GIT Migration

From ScummVM :: Wiki
Revision as of 19:42, 24 January 2011 by Wjp (talk | contribs) (→‎Conversions in progress: Add link to scummvm-2010-archive repo)
Jump to navigation Jump to search

This page is a place holder for gathering information on the potential migration from SVN to GIT for the ScummVM source code repositories.

Please use this page to track any blockers that you may foresee (Windows users, I am looking at you ;-)) so the problems can be addressed and the work moved forward.

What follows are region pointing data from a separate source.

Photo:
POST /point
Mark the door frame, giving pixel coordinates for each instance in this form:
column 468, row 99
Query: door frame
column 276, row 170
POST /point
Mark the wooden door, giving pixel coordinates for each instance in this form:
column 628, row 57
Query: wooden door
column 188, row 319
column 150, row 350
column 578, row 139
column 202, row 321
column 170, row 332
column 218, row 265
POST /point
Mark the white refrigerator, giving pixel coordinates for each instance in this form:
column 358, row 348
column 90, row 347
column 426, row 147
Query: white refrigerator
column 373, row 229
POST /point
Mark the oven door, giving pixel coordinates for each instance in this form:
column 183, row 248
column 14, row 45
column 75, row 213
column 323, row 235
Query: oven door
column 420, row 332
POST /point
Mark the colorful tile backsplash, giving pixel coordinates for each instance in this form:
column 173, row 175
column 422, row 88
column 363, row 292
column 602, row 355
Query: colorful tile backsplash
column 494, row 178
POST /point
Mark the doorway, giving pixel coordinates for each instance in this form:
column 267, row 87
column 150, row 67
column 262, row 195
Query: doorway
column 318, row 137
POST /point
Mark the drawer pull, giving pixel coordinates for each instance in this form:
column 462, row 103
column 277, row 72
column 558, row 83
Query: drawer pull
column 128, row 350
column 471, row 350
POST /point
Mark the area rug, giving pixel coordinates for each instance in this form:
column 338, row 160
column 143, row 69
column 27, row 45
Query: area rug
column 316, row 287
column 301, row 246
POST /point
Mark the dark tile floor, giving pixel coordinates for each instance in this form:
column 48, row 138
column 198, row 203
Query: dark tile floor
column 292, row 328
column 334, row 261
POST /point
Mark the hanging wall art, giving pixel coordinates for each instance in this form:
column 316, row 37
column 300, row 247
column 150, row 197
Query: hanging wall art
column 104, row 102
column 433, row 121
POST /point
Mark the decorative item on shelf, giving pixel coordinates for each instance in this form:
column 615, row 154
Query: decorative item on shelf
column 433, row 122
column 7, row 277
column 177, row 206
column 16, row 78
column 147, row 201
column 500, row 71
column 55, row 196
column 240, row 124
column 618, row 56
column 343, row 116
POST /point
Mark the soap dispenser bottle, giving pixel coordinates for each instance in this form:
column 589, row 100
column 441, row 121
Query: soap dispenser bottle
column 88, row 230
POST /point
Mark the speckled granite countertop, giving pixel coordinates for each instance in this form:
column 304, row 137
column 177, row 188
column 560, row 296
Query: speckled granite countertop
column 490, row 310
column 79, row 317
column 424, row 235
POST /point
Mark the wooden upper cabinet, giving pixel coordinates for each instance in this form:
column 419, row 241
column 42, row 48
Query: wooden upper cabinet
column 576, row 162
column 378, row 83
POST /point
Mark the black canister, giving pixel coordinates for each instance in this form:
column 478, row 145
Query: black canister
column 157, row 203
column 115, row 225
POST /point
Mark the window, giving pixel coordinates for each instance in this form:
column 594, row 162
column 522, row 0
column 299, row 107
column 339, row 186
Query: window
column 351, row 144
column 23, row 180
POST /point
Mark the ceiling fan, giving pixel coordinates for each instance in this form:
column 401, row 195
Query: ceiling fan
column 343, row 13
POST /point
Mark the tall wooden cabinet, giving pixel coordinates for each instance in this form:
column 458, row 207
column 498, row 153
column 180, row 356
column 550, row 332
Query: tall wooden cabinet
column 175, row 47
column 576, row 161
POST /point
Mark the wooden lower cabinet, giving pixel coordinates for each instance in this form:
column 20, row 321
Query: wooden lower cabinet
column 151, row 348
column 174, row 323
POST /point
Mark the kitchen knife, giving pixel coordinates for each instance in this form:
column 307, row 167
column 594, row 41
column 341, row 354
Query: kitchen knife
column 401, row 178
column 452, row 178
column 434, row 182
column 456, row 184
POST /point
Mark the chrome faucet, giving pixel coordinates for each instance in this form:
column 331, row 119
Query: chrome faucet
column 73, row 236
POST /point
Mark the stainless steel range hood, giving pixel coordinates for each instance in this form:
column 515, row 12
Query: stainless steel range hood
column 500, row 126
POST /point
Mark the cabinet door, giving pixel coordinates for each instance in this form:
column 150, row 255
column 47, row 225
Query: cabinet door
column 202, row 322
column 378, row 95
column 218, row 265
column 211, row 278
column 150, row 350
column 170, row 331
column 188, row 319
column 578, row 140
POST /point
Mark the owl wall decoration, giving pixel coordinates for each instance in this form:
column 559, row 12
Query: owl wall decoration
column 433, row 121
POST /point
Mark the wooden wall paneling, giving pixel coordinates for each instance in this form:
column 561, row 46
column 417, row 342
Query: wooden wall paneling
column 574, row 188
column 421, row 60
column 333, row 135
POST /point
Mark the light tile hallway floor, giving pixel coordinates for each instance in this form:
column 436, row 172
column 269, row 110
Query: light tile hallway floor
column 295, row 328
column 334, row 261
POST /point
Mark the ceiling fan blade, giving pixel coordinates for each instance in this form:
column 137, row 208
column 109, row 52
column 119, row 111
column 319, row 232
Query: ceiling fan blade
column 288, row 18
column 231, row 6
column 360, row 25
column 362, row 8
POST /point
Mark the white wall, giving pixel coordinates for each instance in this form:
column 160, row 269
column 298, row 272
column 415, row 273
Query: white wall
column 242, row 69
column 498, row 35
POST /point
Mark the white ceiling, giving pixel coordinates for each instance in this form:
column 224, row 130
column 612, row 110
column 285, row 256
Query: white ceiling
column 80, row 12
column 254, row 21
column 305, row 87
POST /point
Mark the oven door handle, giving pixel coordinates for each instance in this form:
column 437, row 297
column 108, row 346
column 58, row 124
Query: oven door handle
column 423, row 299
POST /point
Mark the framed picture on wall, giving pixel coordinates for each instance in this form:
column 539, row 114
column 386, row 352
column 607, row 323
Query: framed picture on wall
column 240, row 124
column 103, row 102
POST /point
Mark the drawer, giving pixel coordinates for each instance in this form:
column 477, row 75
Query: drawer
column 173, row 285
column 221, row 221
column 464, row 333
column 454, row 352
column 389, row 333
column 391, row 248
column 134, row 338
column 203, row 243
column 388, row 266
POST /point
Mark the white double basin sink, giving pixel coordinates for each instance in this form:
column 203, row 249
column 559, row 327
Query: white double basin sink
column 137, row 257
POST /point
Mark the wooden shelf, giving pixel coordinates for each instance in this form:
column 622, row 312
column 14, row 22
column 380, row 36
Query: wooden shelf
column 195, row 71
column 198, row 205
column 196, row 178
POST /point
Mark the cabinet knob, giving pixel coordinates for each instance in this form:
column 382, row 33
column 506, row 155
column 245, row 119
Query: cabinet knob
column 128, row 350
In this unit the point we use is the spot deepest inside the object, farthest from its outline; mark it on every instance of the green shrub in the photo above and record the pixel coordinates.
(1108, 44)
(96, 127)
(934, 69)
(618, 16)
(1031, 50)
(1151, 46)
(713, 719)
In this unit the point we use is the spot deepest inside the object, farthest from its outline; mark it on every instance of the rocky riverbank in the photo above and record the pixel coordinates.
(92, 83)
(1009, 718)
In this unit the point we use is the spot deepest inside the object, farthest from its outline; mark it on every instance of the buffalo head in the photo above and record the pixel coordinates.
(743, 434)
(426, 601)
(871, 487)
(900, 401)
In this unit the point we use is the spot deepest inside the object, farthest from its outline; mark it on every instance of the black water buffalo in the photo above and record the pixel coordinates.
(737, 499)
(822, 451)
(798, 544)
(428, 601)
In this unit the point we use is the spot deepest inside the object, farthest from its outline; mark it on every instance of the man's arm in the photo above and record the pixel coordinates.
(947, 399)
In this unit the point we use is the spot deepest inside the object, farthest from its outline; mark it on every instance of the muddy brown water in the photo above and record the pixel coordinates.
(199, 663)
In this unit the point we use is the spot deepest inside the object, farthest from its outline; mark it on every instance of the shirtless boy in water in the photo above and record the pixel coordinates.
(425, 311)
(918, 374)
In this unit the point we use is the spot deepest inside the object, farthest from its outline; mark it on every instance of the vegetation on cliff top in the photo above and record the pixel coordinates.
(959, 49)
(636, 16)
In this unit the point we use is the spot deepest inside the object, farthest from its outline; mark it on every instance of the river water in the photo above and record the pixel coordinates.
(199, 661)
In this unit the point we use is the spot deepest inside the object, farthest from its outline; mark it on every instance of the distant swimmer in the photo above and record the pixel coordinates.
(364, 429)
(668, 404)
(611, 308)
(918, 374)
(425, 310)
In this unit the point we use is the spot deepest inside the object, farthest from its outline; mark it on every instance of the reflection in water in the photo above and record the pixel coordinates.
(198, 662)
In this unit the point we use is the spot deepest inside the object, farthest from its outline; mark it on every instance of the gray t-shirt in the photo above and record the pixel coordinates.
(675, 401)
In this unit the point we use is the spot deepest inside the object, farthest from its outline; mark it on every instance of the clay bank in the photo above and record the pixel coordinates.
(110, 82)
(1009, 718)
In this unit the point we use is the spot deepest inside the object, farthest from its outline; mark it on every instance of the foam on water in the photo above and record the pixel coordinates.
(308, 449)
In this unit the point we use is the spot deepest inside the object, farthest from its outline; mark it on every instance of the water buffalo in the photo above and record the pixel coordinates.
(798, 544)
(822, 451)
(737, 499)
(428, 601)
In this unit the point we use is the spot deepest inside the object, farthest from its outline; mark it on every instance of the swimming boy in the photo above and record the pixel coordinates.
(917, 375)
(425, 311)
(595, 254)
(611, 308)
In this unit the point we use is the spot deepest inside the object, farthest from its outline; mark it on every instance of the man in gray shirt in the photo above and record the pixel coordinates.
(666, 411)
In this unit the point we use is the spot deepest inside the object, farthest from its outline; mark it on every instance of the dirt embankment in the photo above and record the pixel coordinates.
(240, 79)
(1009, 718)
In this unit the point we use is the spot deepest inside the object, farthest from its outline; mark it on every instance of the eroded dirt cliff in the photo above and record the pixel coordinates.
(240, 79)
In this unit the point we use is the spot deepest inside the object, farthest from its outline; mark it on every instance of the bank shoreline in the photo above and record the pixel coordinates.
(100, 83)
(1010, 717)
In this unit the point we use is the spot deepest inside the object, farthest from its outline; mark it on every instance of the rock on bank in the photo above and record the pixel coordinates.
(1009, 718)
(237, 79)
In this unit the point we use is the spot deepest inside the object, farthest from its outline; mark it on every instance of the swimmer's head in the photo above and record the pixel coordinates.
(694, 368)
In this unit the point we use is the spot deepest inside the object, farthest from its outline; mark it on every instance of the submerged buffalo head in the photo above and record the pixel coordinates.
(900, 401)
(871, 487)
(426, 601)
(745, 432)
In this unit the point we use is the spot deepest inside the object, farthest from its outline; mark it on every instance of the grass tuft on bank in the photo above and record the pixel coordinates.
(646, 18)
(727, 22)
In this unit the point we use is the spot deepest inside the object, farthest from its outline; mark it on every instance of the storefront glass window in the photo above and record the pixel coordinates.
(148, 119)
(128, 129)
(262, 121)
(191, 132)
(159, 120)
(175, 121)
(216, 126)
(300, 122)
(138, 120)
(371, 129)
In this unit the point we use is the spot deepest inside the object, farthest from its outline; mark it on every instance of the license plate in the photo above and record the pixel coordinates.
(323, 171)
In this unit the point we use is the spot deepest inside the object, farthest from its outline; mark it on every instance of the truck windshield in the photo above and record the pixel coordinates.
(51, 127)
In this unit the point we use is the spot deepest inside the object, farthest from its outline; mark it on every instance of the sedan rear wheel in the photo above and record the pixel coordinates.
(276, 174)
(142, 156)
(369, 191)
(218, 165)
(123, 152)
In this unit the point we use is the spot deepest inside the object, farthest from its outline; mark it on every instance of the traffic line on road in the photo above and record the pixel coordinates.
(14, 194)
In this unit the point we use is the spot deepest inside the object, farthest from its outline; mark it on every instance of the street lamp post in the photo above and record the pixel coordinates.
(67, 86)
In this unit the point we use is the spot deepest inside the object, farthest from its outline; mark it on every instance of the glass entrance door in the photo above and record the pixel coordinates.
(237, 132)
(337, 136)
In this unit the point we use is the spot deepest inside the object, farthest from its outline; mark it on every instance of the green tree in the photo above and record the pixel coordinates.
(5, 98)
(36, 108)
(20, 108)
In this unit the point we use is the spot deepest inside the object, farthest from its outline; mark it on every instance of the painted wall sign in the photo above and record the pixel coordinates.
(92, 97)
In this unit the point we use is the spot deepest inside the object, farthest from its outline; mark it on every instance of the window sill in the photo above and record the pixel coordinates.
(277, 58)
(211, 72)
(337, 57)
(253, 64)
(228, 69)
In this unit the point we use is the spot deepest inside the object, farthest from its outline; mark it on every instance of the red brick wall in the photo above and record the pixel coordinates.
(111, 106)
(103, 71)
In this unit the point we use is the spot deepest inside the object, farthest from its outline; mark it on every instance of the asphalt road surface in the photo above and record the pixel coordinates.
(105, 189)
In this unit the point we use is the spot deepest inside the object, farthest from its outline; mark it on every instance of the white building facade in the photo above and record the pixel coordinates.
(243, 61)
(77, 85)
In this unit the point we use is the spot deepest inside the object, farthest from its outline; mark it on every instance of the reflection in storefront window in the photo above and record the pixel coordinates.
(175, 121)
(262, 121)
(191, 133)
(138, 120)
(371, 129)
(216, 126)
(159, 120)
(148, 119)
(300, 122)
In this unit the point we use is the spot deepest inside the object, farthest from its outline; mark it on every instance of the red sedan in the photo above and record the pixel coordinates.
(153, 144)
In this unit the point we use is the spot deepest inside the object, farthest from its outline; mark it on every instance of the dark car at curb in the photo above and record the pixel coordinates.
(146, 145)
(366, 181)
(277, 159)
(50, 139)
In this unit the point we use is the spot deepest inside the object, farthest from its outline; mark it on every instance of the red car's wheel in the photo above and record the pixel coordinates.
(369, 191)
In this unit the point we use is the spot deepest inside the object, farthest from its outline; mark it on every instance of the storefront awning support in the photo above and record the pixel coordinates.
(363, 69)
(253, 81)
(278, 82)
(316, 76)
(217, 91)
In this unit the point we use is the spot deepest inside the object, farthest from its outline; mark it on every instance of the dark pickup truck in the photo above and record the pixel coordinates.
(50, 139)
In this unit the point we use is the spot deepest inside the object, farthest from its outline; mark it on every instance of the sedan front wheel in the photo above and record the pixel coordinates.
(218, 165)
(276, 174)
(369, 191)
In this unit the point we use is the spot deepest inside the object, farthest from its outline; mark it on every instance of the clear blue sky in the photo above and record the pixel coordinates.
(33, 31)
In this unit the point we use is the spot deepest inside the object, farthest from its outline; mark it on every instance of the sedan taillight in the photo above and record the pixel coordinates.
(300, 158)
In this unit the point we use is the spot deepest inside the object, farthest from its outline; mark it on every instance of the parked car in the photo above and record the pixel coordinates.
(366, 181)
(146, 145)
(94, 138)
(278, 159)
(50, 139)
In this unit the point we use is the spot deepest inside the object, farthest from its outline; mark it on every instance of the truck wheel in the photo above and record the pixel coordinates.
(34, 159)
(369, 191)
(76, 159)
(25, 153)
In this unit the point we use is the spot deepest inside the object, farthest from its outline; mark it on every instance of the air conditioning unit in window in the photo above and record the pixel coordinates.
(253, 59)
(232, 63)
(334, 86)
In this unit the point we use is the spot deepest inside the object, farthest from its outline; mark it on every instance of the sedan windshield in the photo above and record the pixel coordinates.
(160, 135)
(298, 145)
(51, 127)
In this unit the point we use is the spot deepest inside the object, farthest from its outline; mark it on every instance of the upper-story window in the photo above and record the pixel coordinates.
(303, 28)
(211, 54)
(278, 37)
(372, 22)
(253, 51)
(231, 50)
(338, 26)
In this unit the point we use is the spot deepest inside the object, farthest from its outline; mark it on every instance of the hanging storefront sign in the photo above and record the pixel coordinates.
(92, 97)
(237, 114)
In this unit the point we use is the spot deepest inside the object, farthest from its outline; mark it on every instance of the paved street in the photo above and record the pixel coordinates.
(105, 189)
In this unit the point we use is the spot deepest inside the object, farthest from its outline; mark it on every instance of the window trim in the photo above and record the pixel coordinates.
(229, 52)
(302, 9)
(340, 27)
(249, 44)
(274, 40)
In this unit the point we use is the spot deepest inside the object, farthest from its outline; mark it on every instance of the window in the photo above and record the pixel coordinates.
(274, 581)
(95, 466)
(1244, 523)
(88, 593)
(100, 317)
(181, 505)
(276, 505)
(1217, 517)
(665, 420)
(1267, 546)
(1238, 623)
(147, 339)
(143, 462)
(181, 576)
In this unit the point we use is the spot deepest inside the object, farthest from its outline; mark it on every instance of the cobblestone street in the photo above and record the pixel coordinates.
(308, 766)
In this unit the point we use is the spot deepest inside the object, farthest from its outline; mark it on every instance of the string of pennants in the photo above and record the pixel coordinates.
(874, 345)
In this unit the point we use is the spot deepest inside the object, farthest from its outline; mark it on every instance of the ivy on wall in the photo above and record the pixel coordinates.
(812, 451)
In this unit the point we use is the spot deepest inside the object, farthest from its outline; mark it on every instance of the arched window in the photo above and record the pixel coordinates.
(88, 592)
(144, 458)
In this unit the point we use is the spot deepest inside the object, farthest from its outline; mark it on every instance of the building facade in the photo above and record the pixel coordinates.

Windows users may want to take a look at http://code.google.com/p/gitextensions/ and http://code.google.com/p/tortoisegit/ --Fingolfin 12:47, 2 November 2010 (UTC)
There's also http://www.syntevo.com/smartgit/index.html (which is free for personal use). A good article on alternative clients for Windows is here: http://www.makeuseof.com/tag/5-windows-git-clients-git-job/ --Md5 10:30, 5 December 2010 (UTC)

Conversions in progress

The Tools repository is currently being migrated to git. The script can be found here and the work-in-progress repository is available on GitHub.

The part of the main scummvm repository pre-0.9.0 is currently being migrated to git. Due to the many cvs2svn artifacts, it has been a manual process without a script. Work in progress repository available at https://github.com/wjp/scummvm-archive .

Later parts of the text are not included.